Alors que les organisations d’aide et de soins à domicile publiques et à but non lucratif fournissent des prestations de soins couvertes par les caisses maladie, celles de prise en charge sont le plus souvent proposées par des entreprises privées et ne sont pas remboursées. «Toutes les personnes ne peuvent de loin pas se le permettre, fait remarquer Carlo Knöpfel, qui a longtemps été membre de la direction de Caritas Suisse. Il faut plus d’offres cofinancées au niveau fédéral.»

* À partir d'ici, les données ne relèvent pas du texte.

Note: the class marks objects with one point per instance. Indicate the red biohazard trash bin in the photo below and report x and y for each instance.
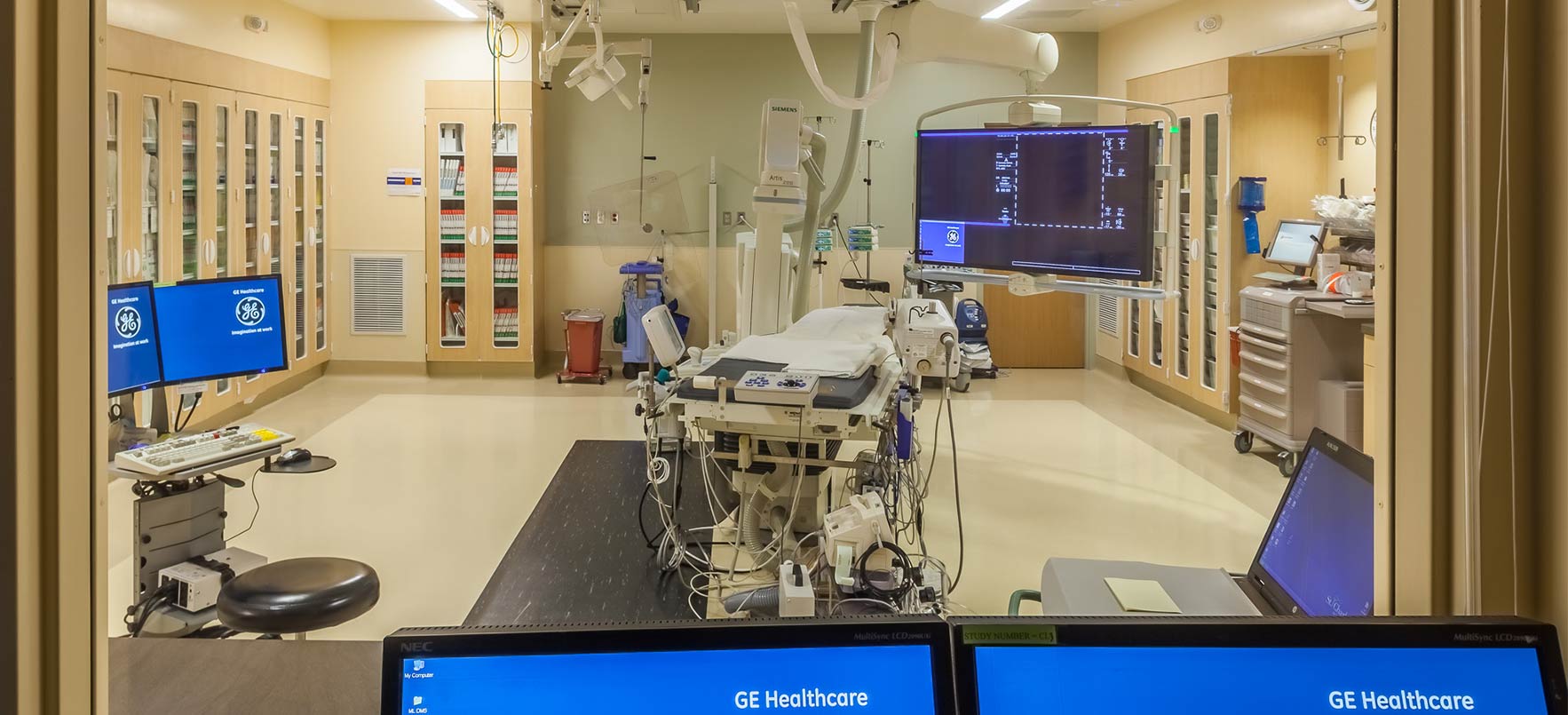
(583, 334)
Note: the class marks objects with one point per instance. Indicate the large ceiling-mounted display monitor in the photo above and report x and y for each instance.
(1072, 201)
(1145, 665)
(221, 328)
(804, 665)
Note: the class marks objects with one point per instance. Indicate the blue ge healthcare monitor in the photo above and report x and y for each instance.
(132, 339)
(896, 668)
(1275, 667)
(1074, 201)
(1316, 557)
(221, 328)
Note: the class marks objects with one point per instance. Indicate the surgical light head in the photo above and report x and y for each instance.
(596, 75)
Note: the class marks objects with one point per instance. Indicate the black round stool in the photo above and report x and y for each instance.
(298, 594)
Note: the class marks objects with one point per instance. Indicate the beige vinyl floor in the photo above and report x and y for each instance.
(436, 475)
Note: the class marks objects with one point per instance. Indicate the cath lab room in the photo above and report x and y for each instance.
(444, 356)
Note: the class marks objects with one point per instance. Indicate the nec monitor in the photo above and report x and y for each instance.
(1073, 201)
(1316, 557)
(874, 667)
(132, 339)
(1247, 667)
(1297, 243)
(221, 328)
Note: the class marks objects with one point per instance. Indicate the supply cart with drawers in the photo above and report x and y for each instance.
(1293, 342)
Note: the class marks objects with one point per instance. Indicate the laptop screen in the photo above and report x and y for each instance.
(1277, 681)
(1319, 547)
(851, 679)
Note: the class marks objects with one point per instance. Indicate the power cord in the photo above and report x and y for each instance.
(137, 615)
(180, 427)
(256, 501)
(958, 499)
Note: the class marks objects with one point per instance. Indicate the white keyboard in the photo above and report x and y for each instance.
(194, 450)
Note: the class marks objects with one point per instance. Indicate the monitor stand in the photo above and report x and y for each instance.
(124, 430)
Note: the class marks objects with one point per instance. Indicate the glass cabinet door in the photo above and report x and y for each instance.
(190, 242)
(151, 179)
(454, 235)
(1184, 253)
(300, 237)
(503, 227)
(221, 187)
(321, 234)
(274, 127)
(1211, 250)
(112, 200)
(253, 231)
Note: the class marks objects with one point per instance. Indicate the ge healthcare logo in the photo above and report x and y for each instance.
(249, 311)
(127, 322)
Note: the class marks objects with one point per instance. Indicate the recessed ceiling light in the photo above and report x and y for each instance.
(458, 10)
(1002, 10)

C’est aussi dans l’intérêt de la politique, car cela permettrait de retarder ou d’éviter le passage dans une maison de retraite, dont les frais de prise en charge, souvent non couverts, sont à la charge de l’État. En collaboration avec la fondation Paul Schiller, Carlo Knöpfel demande donc un droit à l’assistance ancré dans la loi.

Selon lui, le système actuel mène à de mauvaises incitations. De nombreuses personnes vivraient en institution malgré un faible besoin de soins et de prise en charge, alors qu’elles pourraient en fait rester chez elles. Cela, parce que le financement prévu par la législation actuelle ne suffit généralement pas à couvrir les coûts de prise en charge. La réponse du Conseil fédéral est encore attendue. «La professionnalisation de la prise en charge ne signifie en aucun cas qu’il faut faire davantage pression sur les soins, souligne Carlo Knöpfel. Il s’agit de comprendre la prise en charge de manière plus large, de réinventer des organisations comme l’association Aide et soins à domicile et d’ouvrir de nouveaux champs professionnels sociaux.»